How do you find the slope and intercept to graph $2x - y = 1$?

Answer 1

Hint : In order to find the slope and intercept to graph the line $2x - y = 1$, we will convert the given line into the slope- intercept form i.e., $y = mx + b$. Then, we will compare both to determine the value of $m$ which is the slope and value of $b$ which is the $y$- intercept. Then, we know the $y$- intercept is the point where the line intersects the $y$-axis. And also, Slope is the ‘steepness’ of the line, also commonly known as rise over run i.e., $\dfrac{{rise}}{{run}}$. By using these we will determine the two points of the line and finally plot these graphically.

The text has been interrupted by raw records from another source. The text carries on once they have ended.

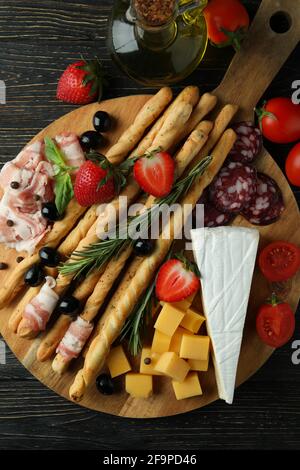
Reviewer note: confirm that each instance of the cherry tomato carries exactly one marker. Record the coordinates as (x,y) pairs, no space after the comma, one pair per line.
(279,261)
(280,120)
(292,165)
(227,21)
(275,323)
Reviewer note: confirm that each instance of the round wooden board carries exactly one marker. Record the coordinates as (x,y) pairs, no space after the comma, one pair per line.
(163,403)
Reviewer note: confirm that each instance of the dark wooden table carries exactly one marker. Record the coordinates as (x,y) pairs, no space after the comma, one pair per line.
(37,41)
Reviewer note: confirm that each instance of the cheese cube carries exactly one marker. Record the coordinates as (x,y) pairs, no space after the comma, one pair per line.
(171,365)
(194,347)
(117,362)
(190,387)
(138,385)
(183,304)
(176,339)
(168,319)
(160,342)
(195,364)
(192,320)
(149,368)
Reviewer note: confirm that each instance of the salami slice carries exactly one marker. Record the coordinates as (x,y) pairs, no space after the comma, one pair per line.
(267,204)
(215,218)
(248,143)
(233,187)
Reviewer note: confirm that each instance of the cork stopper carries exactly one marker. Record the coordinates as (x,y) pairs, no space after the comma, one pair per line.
(154,12)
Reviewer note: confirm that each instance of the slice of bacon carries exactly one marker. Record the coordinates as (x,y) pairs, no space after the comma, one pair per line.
(69,144)
(41,307)
(74,339)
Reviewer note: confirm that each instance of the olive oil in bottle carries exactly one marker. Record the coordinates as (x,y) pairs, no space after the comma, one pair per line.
(157,42)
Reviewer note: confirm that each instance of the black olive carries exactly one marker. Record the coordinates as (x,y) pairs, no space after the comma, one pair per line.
(102,121)
(69,305)
(91,140)
(49,256)
(34,276)
(143,247)
(50,212)
(105,384)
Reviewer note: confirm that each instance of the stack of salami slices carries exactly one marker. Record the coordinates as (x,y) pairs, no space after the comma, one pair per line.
(239,188)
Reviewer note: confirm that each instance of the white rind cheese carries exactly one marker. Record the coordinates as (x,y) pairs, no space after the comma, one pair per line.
(226,259)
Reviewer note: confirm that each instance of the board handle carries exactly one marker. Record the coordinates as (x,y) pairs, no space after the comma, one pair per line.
(262,54)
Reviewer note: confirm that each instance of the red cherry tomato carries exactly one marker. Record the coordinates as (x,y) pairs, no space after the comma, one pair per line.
(280,120)
(292,165)
(275,323)
(279,261)
(227,21)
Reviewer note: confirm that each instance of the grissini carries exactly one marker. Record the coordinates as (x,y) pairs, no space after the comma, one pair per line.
(164,139)
(189,150)
(189,96)
(127,142)
(123,300)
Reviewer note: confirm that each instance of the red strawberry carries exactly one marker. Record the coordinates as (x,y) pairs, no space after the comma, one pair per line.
(87,187)
(81,82)
(176,280)
(154,173)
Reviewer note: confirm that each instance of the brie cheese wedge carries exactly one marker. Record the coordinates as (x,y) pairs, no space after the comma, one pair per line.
(226,258)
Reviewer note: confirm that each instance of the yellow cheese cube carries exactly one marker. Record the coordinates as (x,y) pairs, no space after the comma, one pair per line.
(182,304)
(148,368)
(171,365)
(160,342)
(195,364)
(192,320)
(194,347)
(168,319)
(176,339)
(190,387)
(138,385)
(117,362)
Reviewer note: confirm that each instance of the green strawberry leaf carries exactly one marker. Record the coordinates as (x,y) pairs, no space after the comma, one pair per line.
(189,265)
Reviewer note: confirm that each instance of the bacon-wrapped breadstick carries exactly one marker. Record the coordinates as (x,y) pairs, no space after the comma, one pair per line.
(123,300)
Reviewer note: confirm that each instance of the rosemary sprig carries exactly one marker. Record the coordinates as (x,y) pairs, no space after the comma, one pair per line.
(135,325)
(97,254)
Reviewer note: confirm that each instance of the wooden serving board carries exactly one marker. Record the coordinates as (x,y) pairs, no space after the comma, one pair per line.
(243,85)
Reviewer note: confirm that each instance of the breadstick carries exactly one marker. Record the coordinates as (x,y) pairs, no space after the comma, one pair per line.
(14,281)
(124,299)
(128,140)
(191,147)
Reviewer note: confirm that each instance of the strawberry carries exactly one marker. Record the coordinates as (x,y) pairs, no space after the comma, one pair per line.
(154,172)
(176,280)
(81,82)
(98,181)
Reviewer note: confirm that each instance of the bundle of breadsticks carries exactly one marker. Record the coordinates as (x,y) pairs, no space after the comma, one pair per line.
(186,111)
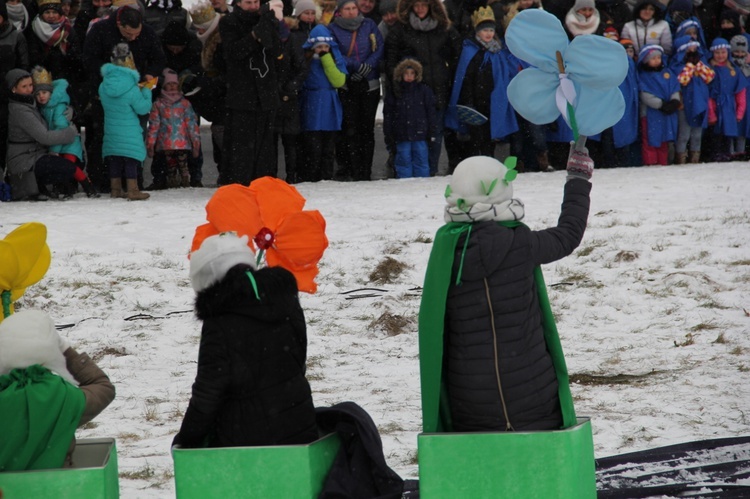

Complete step-by-step answer :
Here, we will graph $2x - y = 1$.
Now, we will write the equation in the slope- intercept form i.e., $y = mx + b$ $\to \left( 1 \right)$
Where the $m$ is the slope
$b$ is the $y$- intercept
Then, we have $- y = - 2x + 1$
$- y = - \left( {2x - 1} \right)$
$y = 2x - 1$ $\to \left( 2 \right)$
By comparing equation $\left( 1 \right)$ and $\left( 2 \right)$, we have
$m = 2$ i.e., the slope of the equation
$b = - 1$ i.e., the $y$- intercept
The $y$- intercept is the point where the line intersects the $y$-axis.
Therefore, the point is $\left( {0, - 1} \right)$.
Slope is the ‘steepness’ of the line, also commonly known as rise over run i.e., $\dfrac{{rise}}{{run}}$. Here, $m = 2$ therefore, we can say that the graph “rise” $2$ point upwards and “runs” $1$ points to the right from the $y$- intercept.
Now, we know the slope and the $y$- intercept, thus we also know that $\left( {0 + 1, - 1 + 2} \right) = \left( {1,1} \right)$ which will also be on the line.
Now, we know two points of the equation i.e., $\left( {0, - 1} \right)$ and $\left( {1,1} \right)$.
Let us plot these points graphically,

Note : Equation of straight line is usually written in the slope-intercept form. When we are given an equation in slope- intercept form, we can use the $y$- intercept as the point, then out the slope from there. When an equation of a line is not given in slope-intercept form, our first step will be to solve the equation for $y$. Sometimes the slope intercept form will be called as $y$-form.